Gorbachev calls for resignation

Incensed by claims of wholesale violations in the polls that handed a reduced majority to Putin's ruling party, tens of thousands of people had already taken to the streets across Russia on December 10.

Those protests were the biggest show of public anger in Russia since the 1990s and the first sign of a growing challenge to Putin's 12-year domination of the country.

Among those who have voiced their dissent against the current government is the Soviet Union's last leader, 80-year-old Mikhail Gorbachev, who is critical of the recent elections.

On Saturday, he called on Vladimir Putin to "leave now", labeling his three terms in office - two as president and one as prime minister - as "enough”.

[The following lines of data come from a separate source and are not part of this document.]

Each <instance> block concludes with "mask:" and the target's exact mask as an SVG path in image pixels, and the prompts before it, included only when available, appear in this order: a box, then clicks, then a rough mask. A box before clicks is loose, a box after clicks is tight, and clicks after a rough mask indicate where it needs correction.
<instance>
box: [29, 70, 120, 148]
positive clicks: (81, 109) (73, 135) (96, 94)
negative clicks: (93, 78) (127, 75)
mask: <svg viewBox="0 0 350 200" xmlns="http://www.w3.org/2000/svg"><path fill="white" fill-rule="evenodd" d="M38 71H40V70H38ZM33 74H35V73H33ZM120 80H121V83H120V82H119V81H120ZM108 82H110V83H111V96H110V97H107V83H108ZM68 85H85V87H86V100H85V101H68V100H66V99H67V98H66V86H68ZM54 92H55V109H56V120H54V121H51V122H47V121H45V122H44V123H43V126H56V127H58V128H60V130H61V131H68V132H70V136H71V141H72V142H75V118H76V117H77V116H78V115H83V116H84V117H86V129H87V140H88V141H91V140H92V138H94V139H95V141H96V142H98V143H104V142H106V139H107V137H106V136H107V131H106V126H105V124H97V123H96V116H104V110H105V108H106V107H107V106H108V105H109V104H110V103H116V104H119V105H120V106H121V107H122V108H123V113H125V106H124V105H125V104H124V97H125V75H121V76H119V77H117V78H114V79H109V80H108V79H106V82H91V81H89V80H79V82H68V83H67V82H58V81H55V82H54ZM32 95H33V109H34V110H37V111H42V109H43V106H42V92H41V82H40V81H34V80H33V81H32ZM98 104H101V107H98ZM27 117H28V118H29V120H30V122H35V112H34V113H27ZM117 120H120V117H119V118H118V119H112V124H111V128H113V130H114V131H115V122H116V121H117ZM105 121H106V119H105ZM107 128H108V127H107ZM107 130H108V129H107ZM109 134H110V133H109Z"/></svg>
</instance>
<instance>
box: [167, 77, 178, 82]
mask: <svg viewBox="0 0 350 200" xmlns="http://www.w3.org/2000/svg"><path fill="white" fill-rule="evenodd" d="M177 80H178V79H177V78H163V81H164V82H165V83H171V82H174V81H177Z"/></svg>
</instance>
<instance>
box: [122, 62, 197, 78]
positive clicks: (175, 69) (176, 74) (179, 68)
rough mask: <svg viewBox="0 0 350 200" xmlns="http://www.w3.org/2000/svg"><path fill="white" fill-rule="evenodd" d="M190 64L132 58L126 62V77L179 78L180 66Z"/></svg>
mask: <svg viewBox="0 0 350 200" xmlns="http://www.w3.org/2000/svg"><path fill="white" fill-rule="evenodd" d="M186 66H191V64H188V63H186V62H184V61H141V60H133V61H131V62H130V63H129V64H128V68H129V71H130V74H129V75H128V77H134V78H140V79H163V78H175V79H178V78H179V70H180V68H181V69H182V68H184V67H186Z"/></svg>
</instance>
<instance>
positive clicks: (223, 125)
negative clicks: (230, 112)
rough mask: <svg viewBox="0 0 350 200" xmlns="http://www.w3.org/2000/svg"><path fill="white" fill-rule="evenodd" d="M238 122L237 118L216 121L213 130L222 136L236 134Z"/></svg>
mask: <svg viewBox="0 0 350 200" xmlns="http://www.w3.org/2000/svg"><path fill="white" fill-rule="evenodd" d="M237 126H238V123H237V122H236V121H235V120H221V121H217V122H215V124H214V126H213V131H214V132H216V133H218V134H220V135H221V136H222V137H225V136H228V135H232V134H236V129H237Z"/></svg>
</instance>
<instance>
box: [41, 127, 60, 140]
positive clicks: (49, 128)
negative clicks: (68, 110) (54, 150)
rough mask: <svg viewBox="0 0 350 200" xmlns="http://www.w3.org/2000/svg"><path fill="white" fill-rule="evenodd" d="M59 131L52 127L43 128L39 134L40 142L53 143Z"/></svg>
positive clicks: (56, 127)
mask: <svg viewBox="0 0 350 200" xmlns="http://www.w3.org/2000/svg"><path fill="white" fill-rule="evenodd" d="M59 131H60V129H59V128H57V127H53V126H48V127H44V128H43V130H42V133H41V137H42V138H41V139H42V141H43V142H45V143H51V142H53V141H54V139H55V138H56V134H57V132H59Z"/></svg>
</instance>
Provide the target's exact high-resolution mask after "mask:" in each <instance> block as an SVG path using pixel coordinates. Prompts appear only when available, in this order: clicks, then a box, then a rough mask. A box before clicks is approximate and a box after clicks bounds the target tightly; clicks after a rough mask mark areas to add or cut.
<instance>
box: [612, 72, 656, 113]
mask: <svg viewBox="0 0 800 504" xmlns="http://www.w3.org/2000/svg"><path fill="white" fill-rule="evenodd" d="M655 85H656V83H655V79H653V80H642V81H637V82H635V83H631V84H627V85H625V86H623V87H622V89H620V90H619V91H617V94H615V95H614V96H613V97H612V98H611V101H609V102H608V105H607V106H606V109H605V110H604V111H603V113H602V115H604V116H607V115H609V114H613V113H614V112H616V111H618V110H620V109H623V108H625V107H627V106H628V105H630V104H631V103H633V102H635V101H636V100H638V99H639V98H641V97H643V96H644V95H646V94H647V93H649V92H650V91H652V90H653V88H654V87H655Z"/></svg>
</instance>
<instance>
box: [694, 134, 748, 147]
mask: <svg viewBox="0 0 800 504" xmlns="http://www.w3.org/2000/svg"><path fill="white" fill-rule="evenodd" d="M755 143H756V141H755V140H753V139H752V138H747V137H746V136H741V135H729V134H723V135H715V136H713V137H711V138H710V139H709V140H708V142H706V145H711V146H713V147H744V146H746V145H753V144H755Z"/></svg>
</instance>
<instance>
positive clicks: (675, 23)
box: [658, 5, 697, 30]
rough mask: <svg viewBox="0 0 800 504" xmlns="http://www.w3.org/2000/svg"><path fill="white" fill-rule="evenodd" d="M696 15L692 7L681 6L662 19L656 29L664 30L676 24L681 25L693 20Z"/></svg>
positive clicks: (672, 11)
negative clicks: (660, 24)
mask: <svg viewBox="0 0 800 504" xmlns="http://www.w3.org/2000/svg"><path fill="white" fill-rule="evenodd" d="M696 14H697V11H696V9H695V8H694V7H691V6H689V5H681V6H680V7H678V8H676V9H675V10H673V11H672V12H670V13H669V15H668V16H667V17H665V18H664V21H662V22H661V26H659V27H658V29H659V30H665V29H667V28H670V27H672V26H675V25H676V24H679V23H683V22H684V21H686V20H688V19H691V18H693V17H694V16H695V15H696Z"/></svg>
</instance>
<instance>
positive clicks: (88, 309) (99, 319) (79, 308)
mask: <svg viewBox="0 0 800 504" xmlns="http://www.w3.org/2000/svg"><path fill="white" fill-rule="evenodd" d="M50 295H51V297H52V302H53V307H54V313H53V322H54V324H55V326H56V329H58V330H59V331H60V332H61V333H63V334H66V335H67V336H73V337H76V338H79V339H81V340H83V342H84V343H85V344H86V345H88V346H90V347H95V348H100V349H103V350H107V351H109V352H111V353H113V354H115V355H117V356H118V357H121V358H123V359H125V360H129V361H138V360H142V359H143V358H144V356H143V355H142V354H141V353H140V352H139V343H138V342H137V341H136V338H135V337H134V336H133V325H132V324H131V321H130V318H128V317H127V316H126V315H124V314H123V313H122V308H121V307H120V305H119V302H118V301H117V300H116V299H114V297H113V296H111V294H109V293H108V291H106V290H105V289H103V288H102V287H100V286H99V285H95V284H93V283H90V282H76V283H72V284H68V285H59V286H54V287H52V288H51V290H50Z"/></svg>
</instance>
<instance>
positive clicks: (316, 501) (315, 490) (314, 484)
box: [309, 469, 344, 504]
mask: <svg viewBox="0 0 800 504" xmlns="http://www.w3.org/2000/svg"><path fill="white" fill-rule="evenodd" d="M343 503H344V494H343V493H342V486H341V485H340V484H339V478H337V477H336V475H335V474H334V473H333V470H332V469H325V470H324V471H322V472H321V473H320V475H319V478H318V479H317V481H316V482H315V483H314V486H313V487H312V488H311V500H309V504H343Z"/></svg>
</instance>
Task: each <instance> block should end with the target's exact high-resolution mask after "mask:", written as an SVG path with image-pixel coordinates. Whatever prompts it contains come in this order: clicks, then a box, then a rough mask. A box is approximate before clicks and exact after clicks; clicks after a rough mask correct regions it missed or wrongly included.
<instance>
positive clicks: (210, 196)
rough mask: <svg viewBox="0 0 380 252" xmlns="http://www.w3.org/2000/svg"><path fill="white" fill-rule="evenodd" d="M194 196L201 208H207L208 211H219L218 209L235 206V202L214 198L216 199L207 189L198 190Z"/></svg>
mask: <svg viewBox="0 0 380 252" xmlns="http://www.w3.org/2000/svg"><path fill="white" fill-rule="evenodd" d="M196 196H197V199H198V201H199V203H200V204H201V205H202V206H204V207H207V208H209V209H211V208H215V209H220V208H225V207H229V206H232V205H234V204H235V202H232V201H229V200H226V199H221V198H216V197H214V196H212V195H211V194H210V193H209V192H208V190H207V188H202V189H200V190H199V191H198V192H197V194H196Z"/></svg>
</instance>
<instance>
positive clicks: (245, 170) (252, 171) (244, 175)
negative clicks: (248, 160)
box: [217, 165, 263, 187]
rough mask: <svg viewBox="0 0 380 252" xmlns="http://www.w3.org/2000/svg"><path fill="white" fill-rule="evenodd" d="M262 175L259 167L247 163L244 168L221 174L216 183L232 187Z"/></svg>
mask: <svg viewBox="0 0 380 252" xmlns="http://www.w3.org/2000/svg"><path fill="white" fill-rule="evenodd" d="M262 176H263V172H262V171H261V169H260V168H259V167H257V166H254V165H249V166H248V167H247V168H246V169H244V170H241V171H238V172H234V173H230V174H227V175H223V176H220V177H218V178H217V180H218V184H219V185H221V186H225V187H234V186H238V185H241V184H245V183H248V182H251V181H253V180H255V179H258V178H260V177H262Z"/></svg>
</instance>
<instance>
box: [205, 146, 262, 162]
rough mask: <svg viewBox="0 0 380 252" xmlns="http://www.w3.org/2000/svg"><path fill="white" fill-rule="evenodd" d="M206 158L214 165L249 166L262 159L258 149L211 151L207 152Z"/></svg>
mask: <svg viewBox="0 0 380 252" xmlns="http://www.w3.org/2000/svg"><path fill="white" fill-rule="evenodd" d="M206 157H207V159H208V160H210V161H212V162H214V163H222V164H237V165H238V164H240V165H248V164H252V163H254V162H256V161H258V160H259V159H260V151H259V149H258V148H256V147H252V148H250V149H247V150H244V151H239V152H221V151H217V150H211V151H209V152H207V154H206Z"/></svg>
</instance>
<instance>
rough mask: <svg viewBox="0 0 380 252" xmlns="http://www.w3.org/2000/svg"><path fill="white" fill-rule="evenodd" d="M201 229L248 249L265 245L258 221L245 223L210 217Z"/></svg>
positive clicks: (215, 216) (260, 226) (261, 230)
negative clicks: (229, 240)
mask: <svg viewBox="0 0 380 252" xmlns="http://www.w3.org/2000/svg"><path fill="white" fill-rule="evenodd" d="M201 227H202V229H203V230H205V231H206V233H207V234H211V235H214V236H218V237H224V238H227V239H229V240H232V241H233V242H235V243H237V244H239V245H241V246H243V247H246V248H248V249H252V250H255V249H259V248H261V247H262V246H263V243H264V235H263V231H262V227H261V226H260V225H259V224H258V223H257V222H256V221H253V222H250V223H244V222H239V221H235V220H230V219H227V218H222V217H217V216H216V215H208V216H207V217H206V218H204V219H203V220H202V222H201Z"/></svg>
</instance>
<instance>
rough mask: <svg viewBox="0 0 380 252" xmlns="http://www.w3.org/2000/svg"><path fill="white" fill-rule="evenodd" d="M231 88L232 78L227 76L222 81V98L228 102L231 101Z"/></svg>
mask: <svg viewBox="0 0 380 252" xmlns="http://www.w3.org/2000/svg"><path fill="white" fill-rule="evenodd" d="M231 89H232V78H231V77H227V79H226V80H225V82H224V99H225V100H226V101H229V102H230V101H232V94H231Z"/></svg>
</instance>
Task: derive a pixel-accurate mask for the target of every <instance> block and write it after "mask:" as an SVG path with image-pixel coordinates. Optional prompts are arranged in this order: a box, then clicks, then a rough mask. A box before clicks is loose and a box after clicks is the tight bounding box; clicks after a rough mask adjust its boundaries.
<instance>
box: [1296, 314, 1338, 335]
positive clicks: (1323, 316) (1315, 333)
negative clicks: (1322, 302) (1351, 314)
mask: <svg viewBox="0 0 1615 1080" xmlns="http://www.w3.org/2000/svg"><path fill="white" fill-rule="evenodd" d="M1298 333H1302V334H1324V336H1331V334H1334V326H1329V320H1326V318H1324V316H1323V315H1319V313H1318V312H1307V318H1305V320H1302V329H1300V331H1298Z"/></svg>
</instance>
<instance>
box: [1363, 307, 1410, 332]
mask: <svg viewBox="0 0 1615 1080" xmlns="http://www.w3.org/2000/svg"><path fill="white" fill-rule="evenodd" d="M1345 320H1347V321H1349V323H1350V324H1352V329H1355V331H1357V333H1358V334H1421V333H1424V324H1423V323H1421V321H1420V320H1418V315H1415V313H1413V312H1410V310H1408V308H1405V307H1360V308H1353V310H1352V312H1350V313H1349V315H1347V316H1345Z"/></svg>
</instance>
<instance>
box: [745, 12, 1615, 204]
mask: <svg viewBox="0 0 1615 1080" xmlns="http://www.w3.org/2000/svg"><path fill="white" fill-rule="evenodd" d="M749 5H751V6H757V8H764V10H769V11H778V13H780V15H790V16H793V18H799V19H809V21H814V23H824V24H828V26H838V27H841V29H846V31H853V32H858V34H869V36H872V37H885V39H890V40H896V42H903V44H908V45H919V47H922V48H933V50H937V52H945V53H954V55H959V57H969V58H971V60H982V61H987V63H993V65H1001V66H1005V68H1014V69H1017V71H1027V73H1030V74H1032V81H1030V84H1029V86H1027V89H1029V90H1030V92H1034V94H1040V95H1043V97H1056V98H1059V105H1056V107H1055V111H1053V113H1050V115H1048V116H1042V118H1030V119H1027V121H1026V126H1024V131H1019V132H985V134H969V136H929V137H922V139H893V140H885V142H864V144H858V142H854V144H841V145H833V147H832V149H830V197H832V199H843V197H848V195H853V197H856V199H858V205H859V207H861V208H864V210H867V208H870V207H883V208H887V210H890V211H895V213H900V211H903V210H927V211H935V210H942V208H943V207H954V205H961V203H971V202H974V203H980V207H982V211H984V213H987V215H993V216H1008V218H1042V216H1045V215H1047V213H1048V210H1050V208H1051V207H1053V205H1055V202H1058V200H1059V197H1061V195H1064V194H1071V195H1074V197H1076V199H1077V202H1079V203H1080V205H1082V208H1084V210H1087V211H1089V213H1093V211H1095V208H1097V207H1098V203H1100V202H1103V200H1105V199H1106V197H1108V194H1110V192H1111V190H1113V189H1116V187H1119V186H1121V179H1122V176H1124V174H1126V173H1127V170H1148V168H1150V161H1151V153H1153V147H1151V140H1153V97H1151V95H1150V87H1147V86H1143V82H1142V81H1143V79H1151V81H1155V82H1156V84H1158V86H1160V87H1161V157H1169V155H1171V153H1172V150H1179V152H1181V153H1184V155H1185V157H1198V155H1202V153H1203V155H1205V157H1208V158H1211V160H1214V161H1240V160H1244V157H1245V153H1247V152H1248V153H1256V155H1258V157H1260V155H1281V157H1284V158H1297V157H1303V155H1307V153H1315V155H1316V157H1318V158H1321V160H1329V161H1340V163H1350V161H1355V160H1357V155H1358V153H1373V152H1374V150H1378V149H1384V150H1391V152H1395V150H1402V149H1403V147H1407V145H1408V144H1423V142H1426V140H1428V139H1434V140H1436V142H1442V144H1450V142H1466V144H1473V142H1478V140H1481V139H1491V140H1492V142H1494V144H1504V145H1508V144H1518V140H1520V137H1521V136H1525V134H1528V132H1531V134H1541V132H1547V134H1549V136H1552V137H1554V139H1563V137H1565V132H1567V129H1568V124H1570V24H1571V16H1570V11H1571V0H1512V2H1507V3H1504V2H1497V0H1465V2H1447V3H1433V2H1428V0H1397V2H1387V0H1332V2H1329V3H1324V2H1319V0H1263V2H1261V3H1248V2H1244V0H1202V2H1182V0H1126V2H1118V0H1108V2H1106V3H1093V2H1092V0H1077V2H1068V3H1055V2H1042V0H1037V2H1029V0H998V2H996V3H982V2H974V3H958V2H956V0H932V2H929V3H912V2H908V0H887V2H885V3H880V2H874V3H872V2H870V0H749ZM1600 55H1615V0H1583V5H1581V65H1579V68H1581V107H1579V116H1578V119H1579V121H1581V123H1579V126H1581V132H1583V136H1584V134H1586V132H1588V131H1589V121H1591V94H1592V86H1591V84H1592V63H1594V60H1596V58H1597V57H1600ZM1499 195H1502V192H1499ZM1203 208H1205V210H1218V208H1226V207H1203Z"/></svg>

In an earlier interview with the Novaya Gazeta on Friday, Gorbachev said that he was ashamed by Putin's reaction to the protests, after the Russian strongman compared the white ribbons worn by demonstrators to condoms.

Anti-Kremlin blogger Navalny was at the rally after his release from prison following a brief sentence for his participation in a protest shortly after the elections.

President Medvedev proposed a package of reforms in an apparent bid to appease the protesters on Thursday, including the resumption of direct elections for governors and a simplified procedure to register political parties.

But it is unlikely the moves will satisfy protesters who want the government to annul the ballot results, sack Vladimir Churov, the election commission chief, and hold a new vote.

PHOTO CAPTION

Russian police detain an activist from the "Another Russia" party during a protest in St. Petersburg December 24, 2011.